4. Zipfian Rank-Frequency Plots

We can graph the classic Zipfian frequency plot for each of these: Plotly’s hover feature will be used so we can hover over points to see the words rank, count, etc.

Code

import plotly.express as px
import plotly.graph_objs as go

def show_rank_frequency(rank_frequency_table, sub_title):
    num_words = len(rank_frequency_table)
    norm_freq_start = normalized_frequency(num_words, num_words)
    norm_freq_end = normalized_frequency(1, num_words)
    fig = px.scatter(rank_frequency_table, 
                  x="frequency", y="rank", 
                  color="count",
                  hover_name="word", hover_data=["rank", "count", "frequency"],
                  log_x=True, log_y=True,
                  width=944, height=944)
    fig.update_traces(marker_size=4)       
    fig.add_trace(
        go.Scatter(
            x=[norm_freq_start, norm_freq_end, ],
            y=[num_words, 1],
            mode="lines",
            line=go.scatter.Line(color="black"),
            showlegend=False)
            )
    fig.update_layout(title=f"<b>{sub_title} - Zipfian <i>Word</i> Distribution</b> - Black Line is Predicted Normalized Frequency - Hover for More Information", 
                      showlegend=False).show()

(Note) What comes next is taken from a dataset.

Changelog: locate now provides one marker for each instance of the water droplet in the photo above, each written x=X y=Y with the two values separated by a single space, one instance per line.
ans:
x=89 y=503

4.1 Indo-European Languages - Rank-Frequency

First let’s look at the conventional indo-european languages, English and Spanish.

Code

show_rank_frequency(moby_dick_rank_frequency_table, "Moby Dick")
show_rank_frequency(magister_ludi_rank_frequency_table, "Magister Ludi")
show_rank_frequency(inka_espia_rank_frequency_table, "El Espía del Inka")

4.2 Quechua Language - Rank-Frequency

Then, let’s look at Quechua, a non-Indo European language:

Code

show_rank_frequency(quechua_new_testament_rank_frequency_table, "Quechua New Testament")

Here we see that the frequency of common high-frequency words tails off much quicker than expected. I suspect this is because Quechua is an agglutinative language. Suffix-agglutinative languages append root words with common prepositions such as from/to, of, with, etc. Agglutinative languages “clip” high-frequency counts. As an example, the English sentence “I give flowers to my mother also” translates in Quechua to “Mamaymanpas t’ikakunata quni” where Mama-y-man-pas translates to mother-mine-to-also, t’ikakunata translates to flower(s)-(object of to give) and quni translates to give-I. 3 words versus 7 in English. If we broke the words down to their roots and suffixes, I suspect we’d have a stronger fit.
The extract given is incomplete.